Hi All,
I wanted to create a sorted BAM file from the SAM file.
So these are the steps I took
samtools view -@ 8 -bhS input.sam -o mapped.bam
samtools sort -@ 8 mapped.bam -o sorted.bam
Once i created the mapped.bam file and the sorted.bam file I looked and the file sizes of BAM (mapped.bam & sorted.bam ) and saw a discrepancy. As I assumed these file sizes to be of same size, but in fact they were not.
1.5G mapped.bam
974M sorted.bam
My question is:
1) what I am doing wrong here ?
2) Is there a way to check the contents in these two files are the same ? (I am assuming ideally the contents should be same as it was just sorting them in order)
Thank you very much.
Size of BAM file reduces after sorting with samtools
Thanks Pierre Lindenbaum
Does it make any difference if I use Picard to BAM files ?
picard is slower and doesn't work the same way than samtools when sorting on queryname (!= coordinate)

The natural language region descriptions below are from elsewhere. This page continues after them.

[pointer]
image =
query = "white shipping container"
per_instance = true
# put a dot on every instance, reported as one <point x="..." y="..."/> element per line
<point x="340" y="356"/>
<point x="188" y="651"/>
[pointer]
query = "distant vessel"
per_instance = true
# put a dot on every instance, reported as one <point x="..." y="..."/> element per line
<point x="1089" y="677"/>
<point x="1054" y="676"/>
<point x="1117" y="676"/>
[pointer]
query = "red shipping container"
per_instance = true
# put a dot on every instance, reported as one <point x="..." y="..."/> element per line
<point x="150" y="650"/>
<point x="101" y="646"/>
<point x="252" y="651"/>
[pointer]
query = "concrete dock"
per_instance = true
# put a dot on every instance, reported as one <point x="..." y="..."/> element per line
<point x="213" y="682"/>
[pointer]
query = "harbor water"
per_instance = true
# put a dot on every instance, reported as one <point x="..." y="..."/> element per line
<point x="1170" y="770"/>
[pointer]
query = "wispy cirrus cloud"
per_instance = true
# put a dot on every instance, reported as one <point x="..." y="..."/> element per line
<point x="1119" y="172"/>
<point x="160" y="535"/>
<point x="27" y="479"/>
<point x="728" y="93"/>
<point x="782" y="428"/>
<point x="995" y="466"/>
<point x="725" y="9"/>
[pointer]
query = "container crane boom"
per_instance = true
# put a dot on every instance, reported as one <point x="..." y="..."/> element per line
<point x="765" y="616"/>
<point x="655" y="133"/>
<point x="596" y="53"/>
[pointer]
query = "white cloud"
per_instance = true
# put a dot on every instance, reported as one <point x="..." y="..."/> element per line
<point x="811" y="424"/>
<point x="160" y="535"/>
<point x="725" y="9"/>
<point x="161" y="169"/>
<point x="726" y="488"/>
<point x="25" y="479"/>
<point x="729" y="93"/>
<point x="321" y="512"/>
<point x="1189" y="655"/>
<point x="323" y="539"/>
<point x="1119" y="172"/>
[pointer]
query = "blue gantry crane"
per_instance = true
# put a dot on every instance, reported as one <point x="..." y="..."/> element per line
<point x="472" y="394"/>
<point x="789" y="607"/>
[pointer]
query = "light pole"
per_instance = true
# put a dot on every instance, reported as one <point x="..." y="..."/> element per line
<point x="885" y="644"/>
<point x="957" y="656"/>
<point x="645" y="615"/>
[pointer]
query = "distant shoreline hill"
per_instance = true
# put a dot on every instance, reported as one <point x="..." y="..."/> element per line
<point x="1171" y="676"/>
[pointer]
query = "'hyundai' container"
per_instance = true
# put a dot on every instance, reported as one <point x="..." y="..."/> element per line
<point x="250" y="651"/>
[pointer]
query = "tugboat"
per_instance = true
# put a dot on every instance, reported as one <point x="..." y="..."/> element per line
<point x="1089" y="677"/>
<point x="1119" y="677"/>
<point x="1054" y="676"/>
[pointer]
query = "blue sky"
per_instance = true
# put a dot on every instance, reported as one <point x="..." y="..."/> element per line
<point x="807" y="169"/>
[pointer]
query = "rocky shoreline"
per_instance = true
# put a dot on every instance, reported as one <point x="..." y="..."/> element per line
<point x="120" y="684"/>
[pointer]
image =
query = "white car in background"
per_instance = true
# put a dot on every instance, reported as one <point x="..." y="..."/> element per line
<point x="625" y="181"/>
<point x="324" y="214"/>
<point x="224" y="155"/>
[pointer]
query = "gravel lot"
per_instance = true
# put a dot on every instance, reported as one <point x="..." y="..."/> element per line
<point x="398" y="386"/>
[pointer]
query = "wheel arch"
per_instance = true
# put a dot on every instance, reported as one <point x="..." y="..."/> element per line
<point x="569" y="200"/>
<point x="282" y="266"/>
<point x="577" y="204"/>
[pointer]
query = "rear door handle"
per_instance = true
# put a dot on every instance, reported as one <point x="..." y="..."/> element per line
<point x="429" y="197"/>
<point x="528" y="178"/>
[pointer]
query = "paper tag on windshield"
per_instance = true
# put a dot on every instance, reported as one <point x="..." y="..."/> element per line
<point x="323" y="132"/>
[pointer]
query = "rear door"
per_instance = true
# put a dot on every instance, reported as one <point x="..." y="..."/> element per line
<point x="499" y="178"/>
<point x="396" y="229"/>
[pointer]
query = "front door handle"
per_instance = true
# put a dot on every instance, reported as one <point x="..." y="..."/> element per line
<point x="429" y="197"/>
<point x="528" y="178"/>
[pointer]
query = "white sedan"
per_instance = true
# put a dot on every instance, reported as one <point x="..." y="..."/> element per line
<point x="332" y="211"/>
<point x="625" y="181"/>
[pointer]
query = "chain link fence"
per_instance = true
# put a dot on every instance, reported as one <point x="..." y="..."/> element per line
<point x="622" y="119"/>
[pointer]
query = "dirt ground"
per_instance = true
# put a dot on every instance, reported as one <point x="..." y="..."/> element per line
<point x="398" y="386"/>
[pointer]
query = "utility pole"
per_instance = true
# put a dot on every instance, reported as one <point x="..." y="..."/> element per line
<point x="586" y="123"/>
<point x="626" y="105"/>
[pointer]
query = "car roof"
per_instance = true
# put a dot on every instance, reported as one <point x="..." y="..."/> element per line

The answer about sizes has already been given so I won't repeat it.
However in answer to part 2, we locally use Biobambam's bamseqchksum tool to validate that a file operation hasn't lost data in the process, or that it's lost only the bits we know will be lost. For example it can compute checksums of all the sequences and quality strings irrespective or order and hence validate they still exist and haven't been modified.
https://manpages.debian.org/unstable/biobambam2/bamseqchksum.1.en.html
That may look complex, but just do "bamseqchksum < input.bam" and you'll get some stats.